Тем не менее я не разделяю меланхолию тех, кто заявляет о скором конце мира, который с такой охотой покорился технике, Интернету, фанатизму. Наоборот. Мне ближе точка зрения Колетт: «Мне всегда по силам возродиться». Расчет на возможность начать все заново укореняется в европейском континенте, к которому я ощущаю свою принадлежность с момента переезда из Софии в Париж, и еще в большей степени — с тех пор, как объехала весь мир от Нью-Йорка до Пекина, от Буэнос-Айреса до Бергена, постоянно возвращаясь… в Париж!

Возрождение — лучший способ идти наперекор массовому обезличиванию и автоматизации тел и умов. Возможность возрождения существует в иудаизме и, в иной форме, в греческой традиции; христианство преобразило ее, гуманизм эпохи Ренессанса, а затем эпохи Просвещения, сделал ее доступной для всех и каждого, а Фрейд смог приспособить ее к травмам и страданию анализантов. Она параллельна убежденности в том, что именно заботы и печали заставляют нас мыслить.

Живя в Болгарии, я отчетливо видела эти негативные аспекты, но не считала себя способной самостоятельно отправиться в спасительный путь. Именно жизненная сила Филиппа, соединенная с его хорошо различимыми ссадинами, установила эротическое и интеллектуальное согласие в неминуемой алхимии, для которой есть лишь одно слово — «любовь», хотя, несомненно, в каждое мгновение речь идет о неповторимых опытах, уникальных для каждого из нас.

С самого начала нашего знакомства я была поражена его современностью: в живости его ума, в фигуре футболиста, в вызывающем смехе, который частенько шокирует общество спектакля, усматривающее в нем лишь сомнительную причуду, беспричинное легкомыслие или еще незнамо какую реакционную патологию. Вскоре я почувствовала, до какой степени этот жизнерадостный комплект, этот «портрет игрока» составляют всю его личность и его выдающееся, внежанровое, безудержное творчество. Однако я не устояла «против течения» потому, что наряду с этим я ощутила — Филипп и сам ссылается на эти источники, — насколько он «созвучен» с динамикой мореплавателя Улисса, с юмором раввинов, вновь ткущих радость Торы, с глубиной христианского преображения.
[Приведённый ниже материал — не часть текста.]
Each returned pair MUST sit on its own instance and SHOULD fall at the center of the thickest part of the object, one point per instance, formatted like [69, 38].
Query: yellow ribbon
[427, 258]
Приехав в Париж с пятью долларами в кармане и множеством насколько смелых, настолько же и расплывчатых идей, мне посчастливилось встретить того, кто не покидал меня, кто выделялся на довольно блеклом фоне тогдашней Франции с ее мелкими и крупными буржуа, которые тряслись от страха из-за потери Алжира, не решались смотреть открыто на меняющийся мир, перед которыми де Голль выступил с речью, вызвавшей аплодисменты и возгласы неодобрения. Какая страна! Я не могла не остаться. С ним.